Are you drinking too much?

| 04 Apr 2018 | 01:21

America has a drinking problem, and it's only getting worse.
According to a 2015 report by the National Institutes of Health, nearly one-third of American adults at some point in their life have alcohol abuse disorder, but only 20 percent seek treatment.
“What’s really alarming is that the intensity of drinking is dramatically increasing,” says George Koob, PhD, director of the National Institute on Alcohol and Alcoholism, an NIH agency that supported the study. “We’re seeing a 5 percent increase — that’s roughly a million more people than 10 years ago—who are knocking back more than 5, 8 or 10 drinks in one sitting.”
The following warning signs may indicate alcohol abuse:
Hiding alcohol — You hide your drinking from your peers, coworkers, friends, or family. If you hide your alcohol in a secret stash so that you’re able to drink, or drink greater quantities, you might have a problem.
Binge drinking — According to the Centers for Disease Control, binge drinking occurs when a certain number of drinks are consumed within two hours. For men this generally equates to five or more drinks, and for women, four or more.
Engaging in risky behaviors — Alcohol can decrease your judgement, ability to reason, and your sense of inhibition. As these things falter, and as a person consumes more alcohol, they may be apt to engage in behaviors that they wouldn’t otherwise consider, including, driving recklessly, taking part in unsafe sexual practices, or operating heavy machinery.
Driving under the influence — This risky behavior deserves a question of its own. Have you ever gotten behind the wheel of a car after drinking beyond the legal limit? This not only jeopardizes your safety, but that of those around you, including any passengers, pedestrians, or occupants of other vehicles you might encounter along the way.

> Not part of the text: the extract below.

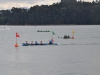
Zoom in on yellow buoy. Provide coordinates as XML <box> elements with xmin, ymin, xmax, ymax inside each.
<box><xmin>15</xmin><ymin>43</ymin><xmax>18</xmax><ymax>47</ymax></box>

Blacking out — Have you ever spent a night drinking only to wake up the next day and not remember events from the night prior? Have you had to resort to asking someone what happened, and still found that you don’t remember? Heavy drinking can impact a person’s cognitive functioning to the extent that they have significant memory lapses.
Frequently sick after drinking — If you experience hangovers on a regular basis, it could be a sign that your alcohol use is out of control.
The hair of the dog — Have you ever found that you fixed yourself a drink when you woke up in an attempt to reduce the ill effects of drinking the night before? Or because you couldn’t imagine starting the day without numbing it a bit first? People may refer to this drink as an “eye opener,” or “hair of the dog.”
Changing interests — As a person becomes increasingly more preoccupied with alcohol, they may find little to no interest in things that previously interested them, including hobbies, family events, or community involvement.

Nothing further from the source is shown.